Orr & Reno, P.A., of Concord (John A. Malmberg & a. on the brief, and Mr. Malmberg orally), for respondent Portsmouth Regional Hospital.
Wadleigh, Starr, Peters, Dunn & Chiesa, of Manchester (Eugene M. Van Loan III on the brief and orally), for respondent Concord Hospital.
PER CURIAM. The petitioners, New England Heart Institute (NEHI) and Maine Medical Center, appeal the decision of the health services planning and review board (board) granting certificates of need (CONs) to the respondents, Portsmouth Regional Hospital and Concord Hospital, to allow new cardiac surgery programs. The petitioners contend that the board erred in issuing the CONs because: (1) the regulations for cardiac surgery are legally deficient; (2) the board failed to determine that need existed for additional cardiac surgery services before issuing a request for applications; (3) the CONs issued to the respondents were fundamentally inconsistent with a prior CON; and (4) a board member failed to recuse himself early in the CON process thereby tainting the proceedings. Because we agree that the board failed to determine that need existed before issuing a request for applications, we remand.

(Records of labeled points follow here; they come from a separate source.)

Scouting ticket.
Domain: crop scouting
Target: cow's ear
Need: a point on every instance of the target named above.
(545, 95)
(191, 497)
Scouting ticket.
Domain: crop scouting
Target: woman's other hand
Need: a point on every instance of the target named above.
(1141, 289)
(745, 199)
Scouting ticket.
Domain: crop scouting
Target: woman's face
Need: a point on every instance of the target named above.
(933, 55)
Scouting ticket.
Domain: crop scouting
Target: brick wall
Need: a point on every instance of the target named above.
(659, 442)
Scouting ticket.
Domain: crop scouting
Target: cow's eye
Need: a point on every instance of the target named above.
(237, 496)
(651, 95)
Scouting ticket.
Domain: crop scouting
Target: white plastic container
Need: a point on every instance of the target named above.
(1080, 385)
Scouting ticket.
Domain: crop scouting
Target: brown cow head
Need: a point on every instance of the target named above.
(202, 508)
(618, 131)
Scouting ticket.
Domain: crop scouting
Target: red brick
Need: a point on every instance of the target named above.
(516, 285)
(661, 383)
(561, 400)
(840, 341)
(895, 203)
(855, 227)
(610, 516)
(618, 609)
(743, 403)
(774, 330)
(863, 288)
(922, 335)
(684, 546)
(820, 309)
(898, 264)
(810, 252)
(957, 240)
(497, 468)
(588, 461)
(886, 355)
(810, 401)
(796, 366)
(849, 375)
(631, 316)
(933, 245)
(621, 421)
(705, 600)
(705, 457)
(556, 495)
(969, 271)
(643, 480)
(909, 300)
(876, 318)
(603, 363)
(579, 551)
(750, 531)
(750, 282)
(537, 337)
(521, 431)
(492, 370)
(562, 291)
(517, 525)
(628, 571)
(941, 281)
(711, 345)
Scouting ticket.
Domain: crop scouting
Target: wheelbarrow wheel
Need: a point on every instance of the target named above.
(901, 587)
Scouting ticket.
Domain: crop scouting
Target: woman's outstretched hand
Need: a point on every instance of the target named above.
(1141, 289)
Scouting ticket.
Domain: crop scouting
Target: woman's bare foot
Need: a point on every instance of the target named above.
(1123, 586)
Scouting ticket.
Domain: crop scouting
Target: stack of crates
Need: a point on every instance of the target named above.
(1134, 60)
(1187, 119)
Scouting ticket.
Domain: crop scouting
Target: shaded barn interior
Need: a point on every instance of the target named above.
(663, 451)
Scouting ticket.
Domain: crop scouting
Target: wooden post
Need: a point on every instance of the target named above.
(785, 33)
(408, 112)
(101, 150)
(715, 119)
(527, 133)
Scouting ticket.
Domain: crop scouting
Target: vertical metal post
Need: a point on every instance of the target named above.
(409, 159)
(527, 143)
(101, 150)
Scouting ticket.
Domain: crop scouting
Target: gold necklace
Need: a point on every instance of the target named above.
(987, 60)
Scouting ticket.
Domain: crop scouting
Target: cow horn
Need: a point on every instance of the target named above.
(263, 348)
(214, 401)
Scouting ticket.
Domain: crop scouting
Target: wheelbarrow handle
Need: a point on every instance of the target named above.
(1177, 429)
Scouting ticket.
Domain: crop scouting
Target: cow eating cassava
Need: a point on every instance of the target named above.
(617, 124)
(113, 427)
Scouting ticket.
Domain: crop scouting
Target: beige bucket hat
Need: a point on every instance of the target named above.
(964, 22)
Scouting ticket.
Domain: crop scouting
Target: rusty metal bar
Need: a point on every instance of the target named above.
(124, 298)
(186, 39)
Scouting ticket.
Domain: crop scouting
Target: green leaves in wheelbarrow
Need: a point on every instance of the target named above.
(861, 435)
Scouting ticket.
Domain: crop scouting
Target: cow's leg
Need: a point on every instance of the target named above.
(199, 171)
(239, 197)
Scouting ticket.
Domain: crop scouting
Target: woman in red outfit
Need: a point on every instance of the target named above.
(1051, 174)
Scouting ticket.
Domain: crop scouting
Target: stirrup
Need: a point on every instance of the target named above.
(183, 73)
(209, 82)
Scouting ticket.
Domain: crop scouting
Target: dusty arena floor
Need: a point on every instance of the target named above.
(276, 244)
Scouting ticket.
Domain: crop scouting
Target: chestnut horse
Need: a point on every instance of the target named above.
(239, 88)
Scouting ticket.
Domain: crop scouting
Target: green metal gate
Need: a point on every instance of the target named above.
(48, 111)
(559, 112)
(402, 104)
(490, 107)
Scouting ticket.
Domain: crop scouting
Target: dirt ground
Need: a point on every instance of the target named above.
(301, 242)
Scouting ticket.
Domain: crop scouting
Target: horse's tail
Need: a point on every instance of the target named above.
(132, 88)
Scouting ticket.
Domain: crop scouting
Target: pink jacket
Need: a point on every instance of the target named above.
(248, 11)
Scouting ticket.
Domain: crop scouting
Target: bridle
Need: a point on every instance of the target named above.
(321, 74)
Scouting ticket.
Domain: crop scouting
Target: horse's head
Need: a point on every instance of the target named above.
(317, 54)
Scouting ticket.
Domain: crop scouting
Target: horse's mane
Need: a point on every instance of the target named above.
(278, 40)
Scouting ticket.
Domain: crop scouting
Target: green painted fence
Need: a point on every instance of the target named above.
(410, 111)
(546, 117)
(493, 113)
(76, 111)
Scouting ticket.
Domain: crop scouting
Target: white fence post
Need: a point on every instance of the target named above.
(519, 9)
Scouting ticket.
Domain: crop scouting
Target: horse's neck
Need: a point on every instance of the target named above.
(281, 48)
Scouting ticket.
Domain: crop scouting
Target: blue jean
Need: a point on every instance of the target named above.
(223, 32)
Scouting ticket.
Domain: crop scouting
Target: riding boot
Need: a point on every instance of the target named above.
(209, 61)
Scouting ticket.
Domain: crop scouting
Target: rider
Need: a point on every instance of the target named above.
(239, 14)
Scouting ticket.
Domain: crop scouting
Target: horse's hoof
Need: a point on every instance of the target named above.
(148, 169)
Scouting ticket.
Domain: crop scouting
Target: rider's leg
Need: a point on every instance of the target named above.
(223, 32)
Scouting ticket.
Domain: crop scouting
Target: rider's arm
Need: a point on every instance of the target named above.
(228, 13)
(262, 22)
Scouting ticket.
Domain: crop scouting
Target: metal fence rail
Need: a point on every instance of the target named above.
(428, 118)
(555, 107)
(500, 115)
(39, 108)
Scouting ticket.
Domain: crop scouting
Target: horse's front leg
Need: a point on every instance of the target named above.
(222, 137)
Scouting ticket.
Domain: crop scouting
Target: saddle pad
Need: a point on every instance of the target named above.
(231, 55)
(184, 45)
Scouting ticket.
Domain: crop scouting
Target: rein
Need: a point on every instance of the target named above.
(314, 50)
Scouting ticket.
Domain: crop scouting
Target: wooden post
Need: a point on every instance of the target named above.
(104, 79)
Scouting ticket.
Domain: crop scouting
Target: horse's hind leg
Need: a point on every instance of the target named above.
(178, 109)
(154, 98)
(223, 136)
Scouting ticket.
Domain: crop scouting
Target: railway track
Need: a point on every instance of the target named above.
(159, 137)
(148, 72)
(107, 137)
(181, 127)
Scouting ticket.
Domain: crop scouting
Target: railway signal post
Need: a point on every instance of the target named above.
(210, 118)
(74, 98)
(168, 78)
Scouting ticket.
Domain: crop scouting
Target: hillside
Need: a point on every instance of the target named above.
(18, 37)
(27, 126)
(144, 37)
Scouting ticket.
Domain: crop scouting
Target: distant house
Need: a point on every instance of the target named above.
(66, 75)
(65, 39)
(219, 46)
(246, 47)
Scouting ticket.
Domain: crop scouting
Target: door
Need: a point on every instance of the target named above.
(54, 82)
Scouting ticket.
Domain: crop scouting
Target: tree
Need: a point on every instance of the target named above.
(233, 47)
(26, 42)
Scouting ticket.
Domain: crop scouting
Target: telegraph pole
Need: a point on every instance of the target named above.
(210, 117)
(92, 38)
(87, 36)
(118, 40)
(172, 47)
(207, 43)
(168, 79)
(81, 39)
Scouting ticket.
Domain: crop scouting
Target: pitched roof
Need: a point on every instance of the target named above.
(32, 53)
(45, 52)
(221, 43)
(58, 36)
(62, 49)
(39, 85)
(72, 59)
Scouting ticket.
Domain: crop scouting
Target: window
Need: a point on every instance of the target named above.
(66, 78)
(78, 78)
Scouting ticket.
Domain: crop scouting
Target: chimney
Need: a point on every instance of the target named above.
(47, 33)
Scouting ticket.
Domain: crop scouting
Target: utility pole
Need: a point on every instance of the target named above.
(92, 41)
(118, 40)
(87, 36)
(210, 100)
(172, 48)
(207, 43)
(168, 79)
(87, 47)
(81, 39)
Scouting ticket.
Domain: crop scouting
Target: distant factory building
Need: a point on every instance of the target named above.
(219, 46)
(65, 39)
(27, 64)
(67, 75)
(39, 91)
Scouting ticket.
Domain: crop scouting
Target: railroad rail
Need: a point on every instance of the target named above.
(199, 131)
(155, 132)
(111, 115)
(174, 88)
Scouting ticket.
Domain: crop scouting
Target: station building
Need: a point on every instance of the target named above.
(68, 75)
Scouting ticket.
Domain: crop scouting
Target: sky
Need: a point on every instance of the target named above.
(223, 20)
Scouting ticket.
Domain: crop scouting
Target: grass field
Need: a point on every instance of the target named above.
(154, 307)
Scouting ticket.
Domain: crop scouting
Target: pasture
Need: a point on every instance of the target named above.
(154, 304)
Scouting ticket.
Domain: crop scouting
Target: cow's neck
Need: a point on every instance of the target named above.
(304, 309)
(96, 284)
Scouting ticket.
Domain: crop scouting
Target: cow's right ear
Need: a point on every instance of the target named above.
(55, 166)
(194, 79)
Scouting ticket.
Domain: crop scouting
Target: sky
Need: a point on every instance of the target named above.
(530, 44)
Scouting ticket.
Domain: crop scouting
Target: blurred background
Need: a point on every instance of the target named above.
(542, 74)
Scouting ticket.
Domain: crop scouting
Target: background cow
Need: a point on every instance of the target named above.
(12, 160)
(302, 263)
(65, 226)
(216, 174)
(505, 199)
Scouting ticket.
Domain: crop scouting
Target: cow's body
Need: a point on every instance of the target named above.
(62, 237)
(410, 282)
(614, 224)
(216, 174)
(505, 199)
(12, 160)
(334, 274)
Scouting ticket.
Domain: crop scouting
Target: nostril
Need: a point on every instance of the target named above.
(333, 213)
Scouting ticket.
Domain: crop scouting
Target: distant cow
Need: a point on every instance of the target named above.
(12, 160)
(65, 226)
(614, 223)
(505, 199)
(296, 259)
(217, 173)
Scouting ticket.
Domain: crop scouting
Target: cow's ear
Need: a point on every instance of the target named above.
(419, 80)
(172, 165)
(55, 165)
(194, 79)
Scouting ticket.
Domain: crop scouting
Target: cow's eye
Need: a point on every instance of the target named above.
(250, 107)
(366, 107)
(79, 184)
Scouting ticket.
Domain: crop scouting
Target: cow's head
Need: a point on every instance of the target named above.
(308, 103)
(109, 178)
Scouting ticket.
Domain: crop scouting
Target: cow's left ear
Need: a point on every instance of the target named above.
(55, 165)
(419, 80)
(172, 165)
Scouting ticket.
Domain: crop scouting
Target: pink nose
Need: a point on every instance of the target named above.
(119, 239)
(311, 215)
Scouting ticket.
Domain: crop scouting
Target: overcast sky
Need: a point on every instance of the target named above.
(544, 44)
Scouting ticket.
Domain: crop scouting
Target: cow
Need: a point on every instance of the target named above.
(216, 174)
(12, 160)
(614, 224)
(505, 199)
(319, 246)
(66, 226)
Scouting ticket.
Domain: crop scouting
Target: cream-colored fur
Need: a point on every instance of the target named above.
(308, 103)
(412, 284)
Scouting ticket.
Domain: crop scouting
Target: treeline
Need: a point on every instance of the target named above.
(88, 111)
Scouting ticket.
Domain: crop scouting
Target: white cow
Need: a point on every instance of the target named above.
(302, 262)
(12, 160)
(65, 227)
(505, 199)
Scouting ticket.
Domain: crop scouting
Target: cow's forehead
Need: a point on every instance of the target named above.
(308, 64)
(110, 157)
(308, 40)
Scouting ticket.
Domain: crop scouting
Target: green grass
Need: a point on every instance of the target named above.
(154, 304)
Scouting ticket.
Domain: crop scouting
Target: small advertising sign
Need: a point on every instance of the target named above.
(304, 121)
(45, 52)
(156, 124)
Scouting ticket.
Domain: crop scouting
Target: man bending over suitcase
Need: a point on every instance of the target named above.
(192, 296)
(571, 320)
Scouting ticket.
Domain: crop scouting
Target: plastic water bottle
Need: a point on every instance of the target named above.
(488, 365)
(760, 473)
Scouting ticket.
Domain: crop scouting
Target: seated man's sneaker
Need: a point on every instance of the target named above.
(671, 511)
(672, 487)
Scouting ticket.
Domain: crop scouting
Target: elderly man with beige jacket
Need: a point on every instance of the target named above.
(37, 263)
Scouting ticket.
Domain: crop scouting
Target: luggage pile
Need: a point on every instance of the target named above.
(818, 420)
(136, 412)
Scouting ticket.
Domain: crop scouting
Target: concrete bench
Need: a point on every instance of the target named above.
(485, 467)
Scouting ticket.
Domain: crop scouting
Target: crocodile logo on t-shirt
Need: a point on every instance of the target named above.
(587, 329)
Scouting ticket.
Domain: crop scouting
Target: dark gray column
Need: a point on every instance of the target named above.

In 1996, Concord Hospital solicited a Request for Applications (RFA) for new cardiac surgery programs from the board. The board voted to issue an RFA. NEHI informed the board that, in its opinion, the regulations failed to recite a clear test to determine need for the issuance of an RFA as required by RSA 151-C:6 (1996 & Supp. 1999) and asked the board to clarify whether it had found need. In response to the requested clarification, the board decided to continue with the RFA process, and Concord Hospital and Portsmouth Regional Hospital submitted applications to obtain CONs. The petitioners filed for and received intervenor status. The CONs were issued to the respondents, and the petitioners filed a motion for rehearing and reconsideration, which was denied. This appeal followed.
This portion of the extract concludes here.